Apply product guidelines to our event models
Symphony’s engineering team is globally distributed, and we want each member, regardless of location, to feel empowered to build the “next cool features.” Our first intent has been to apply a product strategy to our event models, consolidating them into an accessible catalog of data sets on top of which all teams can build.
Our developers already publish OpenAPI specs to document their HTTP APIs, which we use for our public facing documentation. We naturally decided to extend the practice to prescribe them to publish schemas for all their events. The most commonly used types of schemas are JSON schema, Protobuf or Avro. We decided not to enforce a particular type of schema to let teams decide on what is most achievable for their use cases. As a result, consumer services must be able to find out how incoming events are encoded. However, we do request that teams favor formats with compact binary serialization, such as Protobuf or Avro, to be cost effective. When using JSON, we only pair it with compression in scenarios where latency is not critical and volume does not force us to optimize CPU consumption. We provide schemas to support common fields expected in most schemas for standardization.
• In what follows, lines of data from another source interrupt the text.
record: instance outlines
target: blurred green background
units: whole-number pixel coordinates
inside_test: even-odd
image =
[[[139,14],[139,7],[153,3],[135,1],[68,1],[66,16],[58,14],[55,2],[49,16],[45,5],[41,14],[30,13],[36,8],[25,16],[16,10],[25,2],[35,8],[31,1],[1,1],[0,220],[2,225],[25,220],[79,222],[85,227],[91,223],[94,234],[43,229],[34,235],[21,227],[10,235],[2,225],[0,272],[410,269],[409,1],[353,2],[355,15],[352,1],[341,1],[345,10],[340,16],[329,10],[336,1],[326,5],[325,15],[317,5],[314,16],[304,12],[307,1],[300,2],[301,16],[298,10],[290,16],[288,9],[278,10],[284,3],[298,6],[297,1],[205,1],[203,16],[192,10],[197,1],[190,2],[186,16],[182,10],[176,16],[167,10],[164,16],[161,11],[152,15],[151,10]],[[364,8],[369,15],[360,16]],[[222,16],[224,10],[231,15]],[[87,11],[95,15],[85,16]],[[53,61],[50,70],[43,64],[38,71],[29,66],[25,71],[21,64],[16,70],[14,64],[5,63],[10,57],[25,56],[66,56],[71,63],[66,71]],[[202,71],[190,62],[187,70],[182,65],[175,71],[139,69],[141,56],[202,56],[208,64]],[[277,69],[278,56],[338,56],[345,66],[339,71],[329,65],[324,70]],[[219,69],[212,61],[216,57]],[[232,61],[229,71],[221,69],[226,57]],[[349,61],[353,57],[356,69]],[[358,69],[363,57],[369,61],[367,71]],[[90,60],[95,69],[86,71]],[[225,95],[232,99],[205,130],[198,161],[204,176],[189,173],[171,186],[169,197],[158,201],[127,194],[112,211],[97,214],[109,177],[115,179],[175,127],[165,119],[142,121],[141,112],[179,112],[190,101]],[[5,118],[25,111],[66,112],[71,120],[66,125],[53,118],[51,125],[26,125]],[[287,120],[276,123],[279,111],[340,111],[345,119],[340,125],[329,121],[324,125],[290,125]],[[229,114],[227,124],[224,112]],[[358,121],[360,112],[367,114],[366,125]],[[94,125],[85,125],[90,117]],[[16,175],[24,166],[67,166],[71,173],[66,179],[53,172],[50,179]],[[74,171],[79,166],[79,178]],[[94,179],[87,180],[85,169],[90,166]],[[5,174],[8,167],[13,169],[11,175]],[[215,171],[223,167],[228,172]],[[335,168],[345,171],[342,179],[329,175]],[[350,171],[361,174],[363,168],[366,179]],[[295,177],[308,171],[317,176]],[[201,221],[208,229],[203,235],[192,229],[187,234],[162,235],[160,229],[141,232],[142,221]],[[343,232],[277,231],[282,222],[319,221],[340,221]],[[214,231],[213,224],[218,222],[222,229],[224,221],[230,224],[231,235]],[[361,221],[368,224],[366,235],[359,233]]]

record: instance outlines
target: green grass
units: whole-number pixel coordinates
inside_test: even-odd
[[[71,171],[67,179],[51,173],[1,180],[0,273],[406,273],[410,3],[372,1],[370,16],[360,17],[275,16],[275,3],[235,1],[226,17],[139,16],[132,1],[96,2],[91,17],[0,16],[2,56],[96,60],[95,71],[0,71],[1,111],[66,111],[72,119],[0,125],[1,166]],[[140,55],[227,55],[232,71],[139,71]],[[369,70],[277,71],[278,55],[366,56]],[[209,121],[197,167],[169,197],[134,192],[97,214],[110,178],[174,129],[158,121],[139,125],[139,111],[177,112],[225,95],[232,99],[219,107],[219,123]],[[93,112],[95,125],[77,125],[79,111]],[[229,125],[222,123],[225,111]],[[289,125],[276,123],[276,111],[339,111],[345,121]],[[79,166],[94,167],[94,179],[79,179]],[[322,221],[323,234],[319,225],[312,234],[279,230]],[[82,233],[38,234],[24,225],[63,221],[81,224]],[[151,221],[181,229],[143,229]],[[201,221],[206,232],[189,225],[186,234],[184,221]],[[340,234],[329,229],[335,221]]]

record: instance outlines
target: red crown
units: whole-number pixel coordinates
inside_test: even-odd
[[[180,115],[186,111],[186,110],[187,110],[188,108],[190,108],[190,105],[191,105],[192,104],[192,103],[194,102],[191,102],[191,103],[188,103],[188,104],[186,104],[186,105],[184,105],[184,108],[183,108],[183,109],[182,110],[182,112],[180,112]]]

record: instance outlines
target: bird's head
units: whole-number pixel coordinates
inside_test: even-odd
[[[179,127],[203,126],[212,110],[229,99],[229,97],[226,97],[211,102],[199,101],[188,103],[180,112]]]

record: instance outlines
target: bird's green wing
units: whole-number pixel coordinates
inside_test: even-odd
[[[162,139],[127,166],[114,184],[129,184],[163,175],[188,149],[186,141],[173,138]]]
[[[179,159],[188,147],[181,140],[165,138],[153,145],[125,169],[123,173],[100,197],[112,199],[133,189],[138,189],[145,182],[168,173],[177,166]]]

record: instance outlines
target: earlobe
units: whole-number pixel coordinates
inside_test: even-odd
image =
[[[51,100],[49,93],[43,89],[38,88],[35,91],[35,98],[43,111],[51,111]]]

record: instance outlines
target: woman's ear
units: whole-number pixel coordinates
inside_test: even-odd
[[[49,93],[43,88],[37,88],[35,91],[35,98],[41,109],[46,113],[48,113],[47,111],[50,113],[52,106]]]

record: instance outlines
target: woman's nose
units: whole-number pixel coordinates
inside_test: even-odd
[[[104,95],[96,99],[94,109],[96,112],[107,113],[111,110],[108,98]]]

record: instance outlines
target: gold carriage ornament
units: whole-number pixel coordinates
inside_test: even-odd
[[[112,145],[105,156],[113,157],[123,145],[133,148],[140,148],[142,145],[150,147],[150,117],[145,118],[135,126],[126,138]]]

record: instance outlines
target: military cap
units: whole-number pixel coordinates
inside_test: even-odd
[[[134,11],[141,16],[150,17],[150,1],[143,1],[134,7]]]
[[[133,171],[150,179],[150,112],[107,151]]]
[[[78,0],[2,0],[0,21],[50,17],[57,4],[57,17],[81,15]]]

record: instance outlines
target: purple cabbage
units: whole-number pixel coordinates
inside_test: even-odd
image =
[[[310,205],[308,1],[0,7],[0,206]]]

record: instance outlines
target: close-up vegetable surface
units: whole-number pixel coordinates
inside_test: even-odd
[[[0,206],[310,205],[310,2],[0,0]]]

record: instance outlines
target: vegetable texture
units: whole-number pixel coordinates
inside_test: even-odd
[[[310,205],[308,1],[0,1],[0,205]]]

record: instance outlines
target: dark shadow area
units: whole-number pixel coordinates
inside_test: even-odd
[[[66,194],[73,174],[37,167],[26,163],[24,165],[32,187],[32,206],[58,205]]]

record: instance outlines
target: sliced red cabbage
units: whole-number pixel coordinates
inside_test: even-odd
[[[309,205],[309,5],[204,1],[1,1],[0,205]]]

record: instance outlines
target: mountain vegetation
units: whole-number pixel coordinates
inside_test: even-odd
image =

Along with the event schemas, we have devised a standard documentation to share other practical aspects around the events. For instance, this could include which services are known to produce or consume the events, if consumers cache data in some way, which topic the event is published on, what the objectives are in terms of latency, throughput, availability, and durability, what the encoding scheme is, or if events are compressed or encrypted. This documentation is used by teams trying to consume existing data or, when an incident occurs, to conduct a quick assessment of the impacted areas and guide incident recovery actions.